The Clinton administration, saying it was stepping up the war on drug-related money laundering, announced yesterday that it will require thousands of check-cashing, money-remitting and currency-exchange businesses to register with the federal government.

Treasury Department officials said the new regulations--aimed at businesses ranging from giant money remitters such as Western Union to small, storefront check-cashing firms--are designed to give law enforcement officials a better look at an industry that they say has in some cases provided drug dealers a handy way to launder their cash.

Money laundering generally involves taking large amounts of cash derived from illegal operations such as drug dealing or gambling and turning it into safe and legal assets--for example, by wiring it out of the country or depositing it in a bank account.

The government already targets such operations by forcing the disclosure of large cash transactions. And just like banks, the "money services businesses" Treasury is targeting are already required to report all cash transactions of more than $10,000 and keep records of transactions of $3,000 or more. But compared with banks, which are heavily regulated and monitored, the services businesses are relatively unwatched, Treasury officials said.

The new regulations will "give us for the first time a truly comprehensive picture of this industry--who owns them and what services they provide," said James F. Sloan, director of Treasury's Financial Crimes Enforcement Network.

Failure to register with the government will be a crime punishable by a fine of $5,000 per day and up to five years in prison.

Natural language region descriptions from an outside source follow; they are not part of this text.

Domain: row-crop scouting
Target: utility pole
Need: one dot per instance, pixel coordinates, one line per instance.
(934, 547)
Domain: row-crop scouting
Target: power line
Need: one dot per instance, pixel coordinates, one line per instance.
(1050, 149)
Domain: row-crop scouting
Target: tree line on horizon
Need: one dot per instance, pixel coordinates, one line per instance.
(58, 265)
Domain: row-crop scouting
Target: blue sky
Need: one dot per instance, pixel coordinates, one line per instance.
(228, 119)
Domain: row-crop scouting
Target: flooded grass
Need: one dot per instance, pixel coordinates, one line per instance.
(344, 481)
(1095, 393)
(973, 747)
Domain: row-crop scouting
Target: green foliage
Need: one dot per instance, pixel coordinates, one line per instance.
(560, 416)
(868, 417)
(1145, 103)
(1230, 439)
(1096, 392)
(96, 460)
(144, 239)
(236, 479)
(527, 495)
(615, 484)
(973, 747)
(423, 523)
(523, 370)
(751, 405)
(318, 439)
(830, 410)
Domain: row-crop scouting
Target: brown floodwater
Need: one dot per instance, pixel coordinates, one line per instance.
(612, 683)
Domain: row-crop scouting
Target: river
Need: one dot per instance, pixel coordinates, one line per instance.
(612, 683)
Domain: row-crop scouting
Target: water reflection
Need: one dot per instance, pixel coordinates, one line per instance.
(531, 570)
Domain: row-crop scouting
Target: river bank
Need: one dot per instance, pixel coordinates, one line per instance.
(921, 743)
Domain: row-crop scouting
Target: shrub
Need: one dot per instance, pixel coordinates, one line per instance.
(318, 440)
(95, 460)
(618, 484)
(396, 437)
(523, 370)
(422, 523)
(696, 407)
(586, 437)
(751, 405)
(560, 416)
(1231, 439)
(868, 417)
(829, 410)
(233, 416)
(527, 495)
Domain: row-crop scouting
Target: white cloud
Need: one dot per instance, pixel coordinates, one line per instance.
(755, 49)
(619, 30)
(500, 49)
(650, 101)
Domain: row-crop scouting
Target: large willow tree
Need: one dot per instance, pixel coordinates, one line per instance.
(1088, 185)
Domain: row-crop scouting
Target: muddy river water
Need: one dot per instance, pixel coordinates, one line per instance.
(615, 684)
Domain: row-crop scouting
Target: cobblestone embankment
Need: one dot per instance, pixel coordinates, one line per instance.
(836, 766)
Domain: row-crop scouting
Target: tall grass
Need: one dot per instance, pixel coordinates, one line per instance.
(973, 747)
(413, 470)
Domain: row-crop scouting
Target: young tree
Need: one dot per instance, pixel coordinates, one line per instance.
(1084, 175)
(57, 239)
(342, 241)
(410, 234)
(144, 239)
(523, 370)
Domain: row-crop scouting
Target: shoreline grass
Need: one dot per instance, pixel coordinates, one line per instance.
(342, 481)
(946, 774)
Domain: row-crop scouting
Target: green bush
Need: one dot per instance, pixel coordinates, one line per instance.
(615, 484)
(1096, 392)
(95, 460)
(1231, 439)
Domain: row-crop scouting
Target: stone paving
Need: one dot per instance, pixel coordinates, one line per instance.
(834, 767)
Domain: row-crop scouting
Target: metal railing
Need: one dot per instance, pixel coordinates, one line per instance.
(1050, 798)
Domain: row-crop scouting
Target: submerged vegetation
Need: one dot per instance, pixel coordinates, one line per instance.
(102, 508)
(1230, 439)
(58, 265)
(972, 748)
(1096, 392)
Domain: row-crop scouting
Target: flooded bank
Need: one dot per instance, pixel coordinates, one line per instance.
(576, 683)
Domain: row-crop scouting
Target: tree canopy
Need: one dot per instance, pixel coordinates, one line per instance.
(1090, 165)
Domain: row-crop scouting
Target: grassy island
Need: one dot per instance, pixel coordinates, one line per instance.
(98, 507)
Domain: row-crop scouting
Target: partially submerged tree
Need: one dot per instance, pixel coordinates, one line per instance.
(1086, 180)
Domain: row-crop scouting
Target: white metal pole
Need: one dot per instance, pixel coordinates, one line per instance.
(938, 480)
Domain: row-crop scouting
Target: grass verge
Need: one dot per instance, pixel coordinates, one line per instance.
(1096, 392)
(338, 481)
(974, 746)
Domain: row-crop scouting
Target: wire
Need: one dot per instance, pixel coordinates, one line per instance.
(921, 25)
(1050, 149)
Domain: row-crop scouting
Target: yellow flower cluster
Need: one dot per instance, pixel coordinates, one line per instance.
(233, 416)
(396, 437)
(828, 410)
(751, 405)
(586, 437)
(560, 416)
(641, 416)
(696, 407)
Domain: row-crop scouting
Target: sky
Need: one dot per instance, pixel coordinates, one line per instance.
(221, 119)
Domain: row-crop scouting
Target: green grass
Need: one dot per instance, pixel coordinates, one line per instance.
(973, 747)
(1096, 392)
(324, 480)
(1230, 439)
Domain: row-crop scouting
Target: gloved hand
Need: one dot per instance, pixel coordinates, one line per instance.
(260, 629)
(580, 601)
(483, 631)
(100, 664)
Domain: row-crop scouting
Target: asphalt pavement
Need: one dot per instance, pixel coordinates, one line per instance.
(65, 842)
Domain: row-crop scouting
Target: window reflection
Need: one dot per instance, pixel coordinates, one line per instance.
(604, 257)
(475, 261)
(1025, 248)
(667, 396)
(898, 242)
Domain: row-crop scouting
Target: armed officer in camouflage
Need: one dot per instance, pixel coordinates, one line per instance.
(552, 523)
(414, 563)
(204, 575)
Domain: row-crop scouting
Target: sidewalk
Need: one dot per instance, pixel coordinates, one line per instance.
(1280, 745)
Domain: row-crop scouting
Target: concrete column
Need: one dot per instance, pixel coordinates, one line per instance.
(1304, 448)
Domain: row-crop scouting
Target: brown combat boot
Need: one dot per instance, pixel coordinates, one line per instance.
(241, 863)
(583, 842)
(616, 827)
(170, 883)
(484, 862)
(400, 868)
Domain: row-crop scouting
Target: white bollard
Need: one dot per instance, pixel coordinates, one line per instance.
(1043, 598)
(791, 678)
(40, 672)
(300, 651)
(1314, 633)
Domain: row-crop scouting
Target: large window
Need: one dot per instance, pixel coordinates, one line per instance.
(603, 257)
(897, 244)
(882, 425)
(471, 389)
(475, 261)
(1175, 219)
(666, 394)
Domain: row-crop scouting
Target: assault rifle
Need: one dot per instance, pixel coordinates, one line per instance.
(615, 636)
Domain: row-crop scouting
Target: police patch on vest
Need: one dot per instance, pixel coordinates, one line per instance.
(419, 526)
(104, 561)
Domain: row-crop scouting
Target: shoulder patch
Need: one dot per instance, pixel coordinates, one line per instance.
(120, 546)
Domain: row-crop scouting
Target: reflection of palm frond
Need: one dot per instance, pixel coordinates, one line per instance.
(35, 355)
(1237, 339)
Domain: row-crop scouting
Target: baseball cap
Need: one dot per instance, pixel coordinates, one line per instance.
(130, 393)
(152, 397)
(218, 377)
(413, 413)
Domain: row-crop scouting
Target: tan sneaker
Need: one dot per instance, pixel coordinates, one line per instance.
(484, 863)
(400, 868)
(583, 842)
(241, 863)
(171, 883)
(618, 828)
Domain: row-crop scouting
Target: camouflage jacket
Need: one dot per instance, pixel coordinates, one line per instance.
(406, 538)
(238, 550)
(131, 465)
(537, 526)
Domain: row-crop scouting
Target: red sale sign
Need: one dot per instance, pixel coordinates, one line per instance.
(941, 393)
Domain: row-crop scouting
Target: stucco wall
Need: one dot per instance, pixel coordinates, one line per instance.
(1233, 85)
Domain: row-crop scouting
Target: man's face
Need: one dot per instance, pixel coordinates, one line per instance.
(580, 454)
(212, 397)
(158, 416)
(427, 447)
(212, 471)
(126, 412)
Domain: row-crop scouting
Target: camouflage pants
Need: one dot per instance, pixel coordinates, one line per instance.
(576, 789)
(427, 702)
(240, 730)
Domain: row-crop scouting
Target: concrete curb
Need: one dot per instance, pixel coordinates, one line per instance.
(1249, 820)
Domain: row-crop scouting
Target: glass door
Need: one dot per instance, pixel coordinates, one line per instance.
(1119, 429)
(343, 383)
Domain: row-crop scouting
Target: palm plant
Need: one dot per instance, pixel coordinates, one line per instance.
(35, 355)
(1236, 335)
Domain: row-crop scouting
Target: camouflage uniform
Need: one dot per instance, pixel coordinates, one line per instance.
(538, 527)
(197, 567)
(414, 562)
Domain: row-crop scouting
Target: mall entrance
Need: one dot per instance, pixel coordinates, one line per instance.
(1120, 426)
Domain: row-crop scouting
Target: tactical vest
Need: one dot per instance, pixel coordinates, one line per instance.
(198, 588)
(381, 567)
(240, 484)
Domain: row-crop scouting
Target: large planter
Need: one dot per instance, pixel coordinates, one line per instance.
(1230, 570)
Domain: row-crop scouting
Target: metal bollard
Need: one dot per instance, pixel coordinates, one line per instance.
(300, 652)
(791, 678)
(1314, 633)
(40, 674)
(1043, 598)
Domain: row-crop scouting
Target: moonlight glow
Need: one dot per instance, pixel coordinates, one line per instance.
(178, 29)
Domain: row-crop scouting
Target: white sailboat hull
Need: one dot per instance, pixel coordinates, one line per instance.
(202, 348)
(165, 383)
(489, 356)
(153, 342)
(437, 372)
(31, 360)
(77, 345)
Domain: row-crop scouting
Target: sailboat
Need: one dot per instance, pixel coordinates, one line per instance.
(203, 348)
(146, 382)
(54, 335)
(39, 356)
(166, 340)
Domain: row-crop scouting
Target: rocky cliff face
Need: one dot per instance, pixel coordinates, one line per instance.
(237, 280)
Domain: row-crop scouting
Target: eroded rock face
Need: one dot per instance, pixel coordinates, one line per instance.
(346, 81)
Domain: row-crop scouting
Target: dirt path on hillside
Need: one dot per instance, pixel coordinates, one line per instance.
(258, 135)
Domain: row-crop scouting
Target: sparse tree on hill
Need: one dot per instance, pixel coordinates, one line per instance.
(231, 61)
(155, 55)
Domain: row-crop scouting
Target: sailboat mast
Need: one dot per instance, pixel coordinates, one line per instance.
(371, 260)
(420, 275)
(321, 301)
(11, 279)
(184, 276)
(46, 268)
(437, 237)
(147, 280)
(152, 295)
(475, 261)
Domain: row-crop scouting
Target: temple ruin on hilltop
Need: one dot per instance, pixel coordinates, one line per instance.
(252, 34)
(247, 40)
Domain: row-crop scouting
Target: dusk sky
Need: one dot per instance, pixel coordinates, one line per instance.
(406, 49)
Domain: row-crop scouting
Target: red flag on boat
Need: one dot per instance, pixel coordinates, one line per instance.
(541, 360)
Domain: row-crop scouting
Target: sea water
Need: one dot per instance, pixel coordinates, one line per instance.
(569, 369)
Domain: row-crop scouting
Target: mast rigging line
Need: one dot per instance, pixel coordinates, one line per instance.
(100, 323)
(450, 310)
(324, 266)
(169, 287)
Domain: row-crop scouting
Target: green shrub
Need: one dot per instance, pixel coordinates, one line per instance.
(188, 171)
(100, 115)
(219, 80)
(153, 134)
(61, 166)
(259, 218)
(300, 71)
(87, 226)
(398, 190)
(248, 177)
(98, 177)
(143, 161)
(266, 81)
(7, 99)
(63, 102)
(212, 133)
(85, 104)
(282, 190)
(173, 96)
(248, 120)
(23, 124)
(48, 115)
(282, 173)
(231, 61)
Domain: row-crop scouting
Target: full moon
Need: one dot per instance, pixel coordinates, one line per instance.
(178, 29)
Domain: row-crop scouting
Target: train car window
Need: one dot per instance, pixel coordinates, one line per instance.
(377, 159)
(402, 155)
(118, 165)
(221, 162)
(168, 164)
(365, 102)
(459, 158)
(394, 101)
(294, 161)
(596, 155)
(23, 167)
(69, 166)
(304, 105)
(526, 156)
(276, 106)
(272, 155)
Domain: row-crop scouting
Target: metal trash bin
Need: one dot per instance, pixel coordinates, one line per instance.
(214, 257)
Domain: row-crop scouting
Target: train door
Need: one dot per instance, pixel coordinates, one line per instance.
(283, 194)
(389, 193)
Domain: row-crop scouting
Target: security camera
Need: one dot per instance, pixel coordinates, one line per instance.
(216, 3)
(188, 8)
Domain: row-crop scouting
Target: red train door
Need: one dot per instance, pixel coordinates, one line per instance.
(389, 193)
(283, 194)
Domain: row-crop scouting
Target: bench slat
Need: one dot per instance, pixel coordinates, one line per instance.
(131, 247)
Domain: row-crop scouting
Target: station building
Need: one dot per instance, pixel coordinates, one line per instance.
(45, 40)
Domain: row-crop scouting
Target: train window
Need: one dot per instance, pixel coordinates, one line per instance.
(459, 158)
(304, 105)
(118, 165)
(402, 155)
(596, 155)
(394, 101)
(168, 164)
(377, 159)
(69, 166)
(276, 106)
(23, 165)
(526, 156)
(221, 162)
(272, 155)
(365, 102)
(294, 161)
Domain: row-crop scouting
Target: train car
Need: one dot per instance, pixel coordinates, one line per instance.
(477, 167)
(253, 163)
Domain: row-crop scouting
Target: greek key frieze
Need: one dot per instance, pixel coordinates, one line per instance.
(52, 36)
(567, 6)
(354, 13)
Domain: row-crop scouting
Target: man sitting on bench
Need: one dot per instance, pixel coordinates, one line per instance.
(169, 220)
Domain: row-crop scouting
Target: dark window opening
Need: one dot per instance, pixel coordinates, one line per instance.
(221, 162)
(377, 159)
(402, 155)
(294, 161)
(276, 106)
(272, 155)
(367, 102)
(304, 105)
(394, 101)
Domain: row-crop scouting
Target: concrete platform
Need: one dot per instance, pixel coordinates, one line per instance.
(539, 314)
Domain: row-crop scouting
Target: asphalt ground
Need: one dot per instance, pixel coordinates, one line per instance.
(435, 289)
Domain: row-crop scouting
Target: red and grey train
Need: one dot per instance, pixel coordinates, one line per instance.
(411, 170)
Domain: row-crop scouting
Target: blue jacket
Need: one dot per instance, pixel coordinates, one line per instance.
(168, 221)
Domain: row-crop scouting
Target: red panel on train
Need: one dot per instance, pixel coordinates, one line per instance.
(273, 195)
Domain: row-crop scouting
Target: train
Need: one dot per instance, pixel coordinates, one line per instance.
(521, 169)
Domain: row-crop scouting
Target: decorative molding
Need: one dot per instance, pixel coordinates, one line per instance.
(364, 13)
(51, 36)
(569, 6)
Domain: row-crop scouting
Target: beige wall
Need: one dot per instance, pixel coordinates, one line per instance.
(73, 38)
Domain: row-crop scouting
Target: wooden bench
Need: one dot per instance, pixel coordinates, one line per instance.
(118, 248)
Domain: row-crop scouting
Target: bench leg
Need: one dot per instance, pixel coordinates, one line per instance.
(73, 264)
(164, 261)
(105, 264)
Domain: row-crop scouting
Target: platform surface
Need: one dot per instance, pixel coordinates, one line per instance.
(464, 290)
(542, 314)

Although Sloan emphasized that "the great majority" of the money-services businesses have nothing to do with money laundering, law enforcement officials have found some to be a hotbed of drug-related cash transfers.

Elisabeth A. Bresee, Treasury assistant secretary for enforcement, said a 1996 operation in New York found that a handful of money remitters were sending $800 million a year to Colombia--an amount officials said would have required every Colombian household in the area to send home $30,000 a year.

Treasury has been at work on the new regulations since Congress mandated the registry in 1994. Industry representatives gave Treasury high marks yesterday for trying to craft rules that will not be burdensome to business. "They really listened and tried to learn what this business is all about," said Peter Zieverts, vice president of corporate communications for Western Union.

Some observers were split over whether the new rules will do much to stave off money laundering. Ziverts said they would. "They've developed a meaningful set of rules that will provide good information," he said. "What they need to crack down on money laundering is information."

But another industry spokesman who declined to be named said the rules would add little to information officials already have. He noted that 45 states already regulate money-services businesses, and that the Internal Revenue Service watches them closely for signs of illegal activity.

Under the new rules, the businesses would have more than two years to register--the deadline is Dec. 31, 2001.

And while there are an estimated 160,000 locations conducting such business, only the 5,000 to 8,000 major operators would have to register. MoneyGram Payment Systems Inc., for example, which says it has more than 26,000 branch offices, would have to maintain a list of those "agents," but in most cases, the agents themselves would not have to register independently.

Registered businesses would have to keep track of their agents' dollar volume and maintain records for any agent who did more than $100,000 worth of business in a single month. But they would not have to report that information to the government unless law enforcement officials asked them for it.

Treasury officials said yesterday they are still working on a rule that will require the businesses to report "suspicious activity," such as unusually frequent cash transactions or multiple cash transactions just below the $10,000 reporting threshold.